(Menzies 1936) Things To Come

H. G. Wells par­tic­i­pat­ed direct­ly in this pio­neer Sci­ence Fic­tion film of 1936. The film is visu­al­ly fas­ci­nat­ing. No expense or effort was spared in it’s art direc­tion, to put across the 1930’s vision of the future, with it’s mov­ing side­walks and colos­sal shoul­der-pads. It is also imbued with the total­i­tar­i­an atmos­phere of that era. Wells envi­sions a world war com­ing (he places it in 1940), which drags on for decades until the world is reduced to bar­barism. Then a tech­no­crat­ic force of sci­en­tist-air­men takes over the world and builds it into a “utopia”. It is all white walls and glass tub­ing. One char­ac­ter explains that their sav­age ances­tors lived “half-out-doors” before they learned the supe­ri­or­i­ty of arti­fi­cial light. Final­ly, in 2036 AD, an expe­di­tion is sent to the Moon, despite the attempt of an “anti-progress” artist to sab­o­tage the project. 

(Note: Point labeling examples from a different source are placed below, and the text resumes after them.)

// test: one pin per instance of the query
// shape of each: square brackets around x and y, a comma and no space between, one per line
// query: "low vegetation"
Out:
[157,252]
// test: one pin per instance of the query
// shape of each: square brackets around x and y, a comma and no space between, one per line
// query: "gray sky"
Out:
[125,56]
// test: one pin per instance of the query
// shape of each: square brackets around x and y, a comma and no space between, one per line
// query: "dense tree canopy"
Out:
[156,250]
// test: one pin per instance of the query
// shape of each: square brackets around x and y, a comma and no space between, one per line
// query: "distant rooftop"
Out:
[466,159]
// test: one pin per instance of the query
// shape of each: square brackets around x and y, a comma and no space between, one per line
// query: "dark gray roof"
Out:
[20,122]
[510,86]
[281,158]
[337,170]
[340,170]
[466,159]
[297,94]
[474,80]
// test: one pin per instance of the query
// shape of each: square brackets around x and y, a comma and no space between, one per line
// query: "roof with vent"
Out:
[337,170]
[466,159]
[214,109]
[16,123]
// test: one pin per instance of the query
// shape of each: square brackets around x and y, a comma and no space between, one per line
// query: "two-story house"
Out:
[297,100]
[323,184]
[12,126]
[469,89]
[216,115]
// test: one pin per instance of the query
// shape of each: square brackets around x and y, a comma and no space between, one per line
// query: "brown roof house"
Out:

The cen­tral char­ac­ter, Oswald Cabal, played by Ray­mond Massey, gives stiff-jawed speech­es like this: “Rest enough for the indi­vid­ual man — too much, and too soon — and we call it death. But for Man, no rest and no end­ing. He must go on, con­quest beyond con­quest. First this lit­tle plan­et with its winds and ways, and then all the laws of mind and mat­ter that restrain him. Then the plan­ets about him and at last out across immen­si­ty to the stars. And when he has con­quered all the deeps of space and all the mys­ter­ies of time, still he will be begin­ning.

I watched this with a lit­tle irony. The house that Ray­mond Massey grew up is only a hun­dred metres from my apart­ment. Massey led a fas­ci­nat­ing life (he man­aged to be severe­ly wound­ed in action in both world wars, and his broth­er was Gov­er­nor Gen­er­al of Cana­da). The fam­i­ly home is now a steak house, and I had a birth­day din­ner with my moth­er there, a week ago. Much of the orig­i­nal fur­ni­ture is still there.